A large study by researchers at the University of Iowa has concluded that children who repeatedly play violent video games learn thought patterns that stick with them and influence their behavior as they grow older.
The Daily Mail is reporting that Douglas Gentile, an associate professor of psychology at Iowa State University and lead author of the study, said that when it comes to the brain and video games, it learns the same way as it would for solving math problems or playing the piano.
“If you practice over and over, you have that knowledge in your head. The fact that you haven’t played the piano in years doesn’t mean you can’t still sit down and play something,” Professor Gentile said.
“It’s the same with violent games – you practice being vigilant for enemies, practice thinking that it’s acceptable to respond aggressively to provocation, and practice becoming desensitized to the consequences of violence.”
Over time, researchers say children start to think more aggressively and when provoked at home or at school, will react much like they do while playing the games.
“Repeated practice of aggressive ways of thinking appears to drive the long-term effect of violent games on aggression,” the Mail reports.
The large study followed more than 3,000 children in the third, fourth, seventh and eighth grades for three years.

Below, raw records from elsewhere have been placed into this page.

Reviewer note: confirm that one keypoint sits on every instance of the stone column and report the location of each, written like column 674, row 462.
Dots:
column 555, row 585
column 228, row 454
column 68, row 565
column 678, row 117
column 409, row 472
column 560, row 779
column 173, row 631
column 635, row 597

Each year, they collected data and tracked how much time the child was spending playing games, how violent the games were, and what changes occurred in the child’s behavior.

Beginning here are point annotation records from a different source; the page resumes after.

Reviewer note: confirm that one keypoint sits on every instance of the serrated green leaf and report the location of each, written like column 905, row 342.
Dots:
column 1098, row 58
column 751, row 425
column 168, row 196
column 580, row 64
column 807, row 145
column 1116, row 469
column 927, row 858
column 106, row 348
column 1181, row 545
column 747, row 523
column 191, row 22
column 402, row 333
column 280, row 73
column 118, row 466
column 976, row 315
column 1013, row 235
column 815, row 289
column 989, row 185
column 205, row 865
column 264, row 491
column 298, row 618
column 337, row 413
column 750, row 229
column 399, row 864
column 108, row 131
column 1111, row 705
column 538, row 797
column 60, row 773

The study appears to confirm rising fears about the impact of violent video games on children, especially in the wake of so many mass-murders that took place in the U.S. and abroad by youth who were obsessed with violent games.
For instance, Sandy Hook shooter Adam Lanza, who was addicted to the violent Call to Duty game, slaughtered 26 people in December, 2012, 20 of whom were first-grade students. Anders Behring Breivik, the Norwegian shooter who gunned down 77 people in 2011, played the same game. James Holmes, who gunned down 12 people in an Aurora, Colorado movie theater last year, was an avid player of another violent video game known as World of Warcraft.
“Violent video games model physical aggression,” said Craig Anderson, Distinguished Professor of psychology and director of the Center for the Study of Violence at Iowa State and co-author of the report.
“They also reward players for being alert to hostile intentions and for using aggressive behavior to solve conflicts. Practicing such aggressive thinking in these games improves the ability of the players to think aggressively. In turn, this habitual aggressive thinking increases their aggressiveness in real life.”
The study was published in JAMA Pediatrics.